You can, however, combine the bitfields with the ntohs() function:
union u_Bits2{
struct Bits2 {
uint16_t _padding:7;
uint16_t a:6;
uint16_t b:1;
uint16_t c:1;
uint16_t d:1;
} bits __attribute__((__packed__));
uint16_t word;
}
union u_Bits2 flags;
flags.word = ntohs(flag_bytes_from_network);
However, I strongly recommend you avoid bitfields and instead use shifting and masks.
Usually you can't do strong assumptions on how the union will be packed, every compiler implementation may choose to pack it differently (to save space or align bitfields inside bytes).
I would suggest you to just work out with masking and bitwise operators..
from this link:
The main use of bitfields is either to allow tight packing of data or to be able to specify the fields within some externally produced data files. C gives no guarantee of the ordering of fields within machine words, so if you do use them for the latter reason, you program will not only be non-portable, it will be compiler-dependent too. The Standard says that fields are packed into ‘storage units’, which are typically machine words. The packing order, and whether or not a bitfield may cross a storage unit boundary, are implementation defined. To force alignment to a storage unit boundary, a zero width field is used before the one that you want to have aligned.
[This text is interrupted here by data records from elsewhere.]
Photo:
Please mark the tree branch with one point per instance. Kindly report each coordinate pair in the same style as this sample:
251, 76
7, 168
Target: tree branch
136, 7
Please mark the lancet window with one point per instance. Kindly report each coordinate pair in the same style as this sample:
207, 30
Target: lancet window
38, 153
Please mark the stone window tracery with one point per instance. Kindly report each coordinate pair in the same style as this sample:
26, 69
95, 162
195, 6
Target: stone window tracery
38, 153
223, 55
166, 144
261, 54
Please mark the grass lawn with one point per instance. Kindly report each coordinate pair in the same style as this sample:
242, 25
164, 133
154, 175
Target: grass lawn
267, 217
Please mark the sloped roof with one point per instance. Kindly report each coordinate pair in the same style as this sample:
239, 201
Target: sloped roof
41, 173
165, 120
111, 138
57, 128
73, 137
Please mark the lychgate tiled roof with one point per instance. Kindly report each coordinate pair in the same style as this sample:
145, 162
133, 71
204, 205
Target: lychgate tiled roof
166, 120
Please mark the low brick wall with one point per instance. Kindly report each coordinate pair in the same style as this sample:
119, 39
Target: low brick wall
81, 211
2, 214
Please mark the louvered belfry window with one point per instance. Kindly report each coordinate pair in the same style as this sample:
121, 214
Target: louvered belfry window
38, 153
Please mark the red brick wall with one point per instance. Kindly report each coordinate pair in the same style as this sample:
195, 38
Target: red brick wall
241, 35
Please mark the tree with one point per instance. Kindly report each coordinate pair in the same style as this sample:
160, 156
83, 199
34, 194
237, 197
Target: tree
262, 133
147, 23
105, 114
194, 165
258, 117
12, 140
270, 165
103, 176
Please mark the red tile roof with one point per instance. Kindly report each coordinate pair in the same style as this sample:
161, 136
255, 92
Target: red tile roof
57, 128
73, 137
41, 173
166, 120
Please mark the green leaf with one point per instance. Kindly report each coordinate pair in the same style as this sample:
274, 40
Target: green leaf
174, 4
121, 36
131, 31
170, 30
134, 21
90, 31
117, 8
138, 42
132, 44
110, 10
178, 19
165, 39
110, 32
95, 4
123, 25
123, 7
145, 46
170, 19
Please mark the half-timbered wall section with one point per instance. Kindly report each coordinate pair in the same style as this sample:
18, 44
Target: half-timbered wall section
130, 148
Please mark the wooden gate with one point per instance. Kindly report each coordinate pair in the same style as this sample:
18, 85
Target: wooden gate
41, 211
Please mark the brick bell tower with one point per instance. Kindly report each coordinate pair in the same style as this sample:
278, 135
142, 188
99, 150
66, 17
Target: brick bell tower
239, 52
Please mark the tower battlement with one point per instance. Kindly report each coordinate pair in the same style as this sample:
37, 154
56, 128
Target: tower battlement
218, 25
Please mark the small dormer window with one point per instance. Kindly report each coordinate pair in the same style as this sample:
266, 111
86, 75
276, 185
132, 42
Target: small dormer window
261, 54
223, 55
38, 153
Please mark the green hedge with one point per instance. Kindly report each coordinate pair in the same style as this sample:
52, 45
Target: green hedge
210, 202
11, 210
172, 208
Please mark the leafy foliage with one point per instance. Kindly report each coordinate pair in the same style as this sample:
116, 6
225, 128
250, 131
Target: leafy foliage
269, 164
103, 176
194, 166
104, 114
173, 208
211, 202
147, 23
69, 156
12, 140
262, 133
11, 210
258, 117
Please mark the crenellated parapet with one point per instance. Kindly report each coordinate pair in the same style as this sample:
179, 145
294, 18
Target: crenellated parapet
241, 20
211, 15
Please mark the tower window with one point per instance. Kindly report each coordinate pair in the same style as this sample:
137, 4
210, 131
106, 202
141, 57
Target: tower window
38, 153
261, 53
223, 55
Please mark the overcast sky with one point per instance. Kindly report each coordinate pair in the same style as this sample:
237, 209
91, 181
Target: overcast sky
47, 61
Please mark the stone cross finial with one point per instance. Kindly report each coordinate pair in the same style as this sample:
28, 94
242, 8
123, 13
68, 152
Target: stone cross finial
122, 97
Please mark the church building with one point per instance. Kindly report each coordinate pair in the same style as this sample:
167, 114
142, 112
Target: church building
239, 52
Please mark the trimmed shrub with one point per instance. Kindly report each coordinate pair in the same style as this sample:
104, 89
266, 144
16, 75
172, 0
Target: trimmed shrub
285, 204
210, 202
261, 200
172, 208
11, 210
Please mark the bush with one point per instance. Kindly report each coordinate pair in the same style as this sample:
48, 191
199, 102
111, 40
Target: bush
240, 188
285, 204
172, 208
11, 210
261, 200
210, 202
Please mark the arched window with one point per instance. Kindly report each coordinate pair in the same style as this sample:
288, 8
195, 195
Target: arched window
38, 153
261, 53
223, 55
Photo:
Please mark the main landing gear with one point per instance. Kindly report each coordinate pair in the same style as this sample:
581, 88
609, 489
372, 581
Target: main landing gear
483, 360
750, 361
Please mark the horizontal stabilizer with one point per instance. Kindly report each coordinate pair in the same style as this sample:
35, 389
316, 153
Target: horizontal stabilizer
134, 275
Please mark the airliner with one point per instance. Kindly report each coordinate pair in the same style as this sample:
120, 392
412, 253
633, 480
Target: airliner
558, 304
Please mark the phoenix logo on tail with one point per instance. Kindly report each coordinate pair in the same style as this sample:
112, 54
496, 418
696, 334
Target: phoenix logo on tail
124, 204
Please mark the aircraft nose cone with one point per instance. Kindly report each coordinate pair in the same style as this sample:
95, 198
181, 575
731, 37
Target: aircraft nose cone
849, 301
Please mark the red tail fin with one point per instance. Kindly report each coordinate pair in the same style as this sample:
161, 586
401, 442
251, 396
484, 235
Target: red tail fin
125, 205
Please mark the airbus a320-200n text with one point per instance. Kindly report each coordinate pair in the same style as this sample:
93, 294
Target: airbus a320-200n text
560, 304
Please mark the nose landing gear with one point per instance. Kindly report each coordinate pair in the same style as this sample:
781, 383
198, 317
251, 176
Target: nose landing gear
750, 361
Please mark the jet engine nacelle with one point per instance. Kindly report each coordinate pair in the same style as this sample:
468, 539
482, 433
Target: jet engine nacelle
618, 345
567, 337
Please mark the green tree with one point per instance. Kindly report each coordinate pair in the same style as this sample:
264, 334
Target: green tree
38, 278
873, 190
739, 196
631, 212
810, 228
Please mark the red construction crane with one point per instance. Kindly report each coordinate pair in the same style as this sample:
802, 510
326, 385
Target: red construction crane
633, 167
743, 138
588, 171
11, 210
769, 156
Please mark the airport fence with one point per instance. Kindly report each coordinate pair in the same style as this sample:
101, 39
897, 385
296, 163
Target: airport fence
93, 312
C/C++ has no means of specifying the bit by bit memory layout of structs, so you will need to do manual bit shifting and masking on 8 or 16bit (unsigned) integers (uint8_t, uint16_t from <stdint.h> or <cstdint>).
Of the good dozen of programming languages I know, only very few allow you to specify bit-by-bit memory layout for bit fields: Ada, Erlang, VHDL (and Verilog).
(Community wiki if you want to add more languages to that list.)